Joaquim Azevedo, professor catedrático da Universidade Católica, o nome escolhido por Pedro Passos Coelho, na qualidade de líder do PSD, para coordenar um grupo de trabalho que deverá apresentar propostas de medidas de promoção da natalidade, não se surpreende. Mas diz que medidas que tenham a ver com os rendimentos não bastam. Em breve, diz, o seu relatório deverá estar concluído e será entregue a Passos Coelho, para ser tornado público em meados de Julho.

Homens, mulheres
Não basta apoios monetários, diz também Valente Rosa. E sublinha, por exemplo, a importância de “trabalhar” a questão da igualdade entre homens e mulheres, envolvendo todos, “governo, empresas, cidadãos, famílias”. É que este continua a ser “um assunto mal resolvido na sociedade portuguesa”, mesmo entre os grupos mais jovens.

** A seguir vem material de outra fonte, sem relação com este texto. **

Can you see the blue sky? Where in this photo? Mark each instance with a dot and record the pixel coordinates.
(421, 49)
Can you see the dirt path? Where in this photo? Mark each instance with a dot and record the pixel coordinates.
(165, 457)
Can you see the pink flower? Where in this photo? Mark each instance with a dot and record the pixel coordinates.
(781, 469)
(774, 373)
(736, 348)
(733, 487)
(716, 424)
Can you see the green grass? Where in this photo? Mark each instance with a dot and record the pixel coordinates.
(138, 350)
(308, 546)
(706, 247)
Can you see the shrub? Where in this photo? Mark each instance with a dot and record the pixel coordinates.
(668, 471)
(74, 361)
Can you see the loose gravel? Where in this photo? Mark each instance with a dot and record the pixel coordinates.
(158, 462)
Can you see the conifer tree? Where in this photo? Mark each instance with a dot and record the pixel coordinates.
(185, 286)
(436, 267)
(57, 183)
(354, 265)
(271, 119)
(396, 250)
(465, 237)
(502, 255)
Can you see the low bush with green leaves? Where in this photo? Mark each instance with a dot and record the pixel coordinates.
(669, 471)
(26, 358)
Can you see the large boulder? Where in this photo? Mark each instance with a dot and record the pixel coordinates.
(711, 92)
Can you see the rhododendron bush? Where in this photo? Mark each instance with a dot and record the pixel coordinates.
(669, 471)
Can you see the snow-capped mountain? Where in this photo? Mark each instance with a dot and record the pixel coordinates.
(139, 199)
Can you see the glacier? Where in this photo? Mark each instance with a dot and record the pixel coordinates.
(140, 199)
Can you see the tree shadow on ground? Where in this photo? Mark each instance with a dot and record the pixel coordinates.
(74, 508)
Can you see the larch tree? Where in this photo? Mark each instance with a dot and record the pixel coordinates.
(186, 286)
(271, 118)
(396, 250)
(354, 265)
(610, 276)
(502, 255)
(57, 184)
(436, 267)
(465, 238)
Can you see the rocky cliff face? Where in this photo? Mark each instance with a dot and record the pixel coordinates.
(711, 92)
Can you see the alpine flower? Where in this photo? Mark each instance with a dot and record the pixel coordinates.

Há empresas que continuam a perguntar a mulheres, em entrevistas de emprego, se pretendem engravidar; é sobre as mulheres que recai ainda grande parte das tarefas com as crianças (o inquérito conclui que são elas quem se encarrega, no essencial, daquilo que mais colide com o trabalho, como por exemplo “ficar em casa quando os filhos estão doentes” — em mais de 65% dos casos são elas). E “também os mais jovens, se bem que menos intensamente, consideram que as mulheres, quando são mães, devem estar mais próximas dos filhos, e que os homens, quando são pais, devem estar mais próximos do trabalho”. Tudo dados do inquérito.

Ora, lembra Valente Rosa, tem havido uma aposta das mulheres em afirmarem-se no espaço social e profissional. Num contexto de incerteza económica, as dificuldades de conciliação entre trabalho e família “podem transformar-se num factor fortemente penalizador para a capacidade de concretização das intenções dos planos de fecundidade”.